State election officials have levied fines of more than $19,000 against Kim Foxx’s campaign to unseat Cook County State’s Attorney Anita Alvarez.

The Illinois State Board of Elections ruled on Feb. 17 that Foxx violated campaign finance laws by failing to disclose a $25,000 poll paid for by County Board President Toni Preckwinkle a year ago. The election board informed the Foxx campaign Thursday that it would be fined for the violation, records show.

The state board also found Foxx’s campaign committed other infractions, including taking longer than the law allows to disclose 10 contributions it got in September.
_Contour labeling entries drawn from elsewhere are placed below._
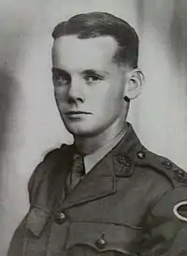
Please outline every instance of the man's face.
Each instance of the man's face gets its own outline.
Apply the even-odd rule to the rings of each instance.
[[[94,136],[124,119],[124,68],[113,61],[117,42],[111,37],[64,36],[52,49],[56,103],[67,130]]]

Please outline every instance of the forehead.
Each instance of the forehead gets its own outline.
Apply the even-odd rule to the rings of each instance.
[[[78,38],[64,36],[54,40],[53,66],[66,69],[104,68],[113,64],[118,48],[111,37]]]

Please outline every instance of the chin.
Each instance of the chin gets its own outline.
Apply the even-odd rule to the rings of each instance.
[[[67,124],[65,124],[65,126],[68,132],[74,136],[94,137],[102,132],[100,129],[94,128],[94,126],[78,126]]]

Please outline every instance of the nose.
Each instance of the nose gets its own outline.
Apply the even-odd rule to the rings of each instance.
[[[74,77],[71,80],[71,84],[68,89],[69,101],[81,101],[85,100],[85,86],[81,79]]]

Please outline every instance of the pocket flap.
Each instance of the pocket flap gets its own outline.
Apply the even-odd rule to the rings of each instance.
[[[45,210],[38,207],[33,207],[27,215],[26,228],[36,236],[39,236],[49,218],[50,214]]]
[[[141,230],[122,225],[73,222],[70,225],[66,248],[87,245],[97,251],[118,251],[127,255],[137,255]]]

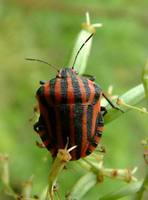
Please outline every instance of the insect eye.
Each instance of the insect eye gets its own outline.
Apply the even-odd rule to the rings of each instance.
[[[43,131],[44,129],[45,129],[45,127],[44,127],[43,125],[41,125],[41,124],[36,123],[36,124],[34,125],[34,130],[35,130],[37,133],[39,133],[40,131]]]

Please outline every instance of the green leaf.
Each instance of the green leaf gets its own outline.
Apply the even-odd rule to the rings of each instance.
[[[143,73],[142,73],[142,82],[144,85],[144,89],[145,89],[145,94],[148,98],[148,61],[143,69]]]
[[[89,172],[81,177],[67,196],[67,200],[81,199],[97,183],[97,176]]]
[[[127,184],[125,187],[118,189],[114,192],[110,192],[102,197],[100,197],[98,200],[116,200],[120,199],[125,196],[133,195],[140,189],[142,185],[142,181]]]
[[[143,84],[137,85],[136,87],[130,89],[123,95],[119,97],[122,99],[126,104],[136,105],[140,103],[145,98],[145,91]],[[110,105],[107,106],[108,113],[104,116],[105,124],[111,122],[112,120],[120,117],[121,115],[125,114],[130,110],[130,108],[122,108],[124,113],[120,110],[113,109]]]

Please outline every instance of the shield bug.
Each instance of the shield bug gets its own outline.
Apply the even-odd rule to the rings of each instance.
[[[80,50],[92,36],[80,47],[74,64]],[[119,108],[106,97],[91,76],[79,76],[74,64],[71,68],[57,70],[55,78],[40,81],[41,87],[36,92],[40,116],[34,130],[53,157],[58,149],[65,147],[68,138],[69,147],[77,146],[71,152],[72,160],[77,160],[91,154],[102,136],[103,116],[107,111],[101,106],[101,97],[113,108]]]

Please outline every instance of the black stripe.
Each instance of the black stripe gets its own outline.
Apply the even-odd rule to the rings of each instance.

Among those contributions was a $2,500 check from city Treasurer Kurt Summers, election officials said.

The total fines against Foxx would have totaled more than $40,000. But the amount was reduced to $19,450 because the first-time candidate had not broken the rules previously, according to the letter from the election board to the campaign.

The campaign was given a month to pay the fines or contest them.

“We intend to appeal,” Foxx spokesman Robert Foley said Monday, declining to comment further.

In November, the Chicago Sun-Times reported Foxx was involved in discussions about the poll but had not revealed she got that support from Preckwinkle, who also has contributed tens of thousands of dollars to her campaign.

Foxx, who was Preckwinkle’s chief of staff at the time of the poll, argued that she did not have to report it to the state because she had not yet decided to run when the poll was conducted.

In a statement Monday, Alvarez’s campaign said the matter shows Foxx “failed to take responsibility when confronted about it by the media and the public.”

“How can we trust Kim Foxx to enforce the law as state’s attorney when she’s repeatedly proved herself unwilling or unable to follow the law as a candidate?” Alvarez spokesman Mike Carson said.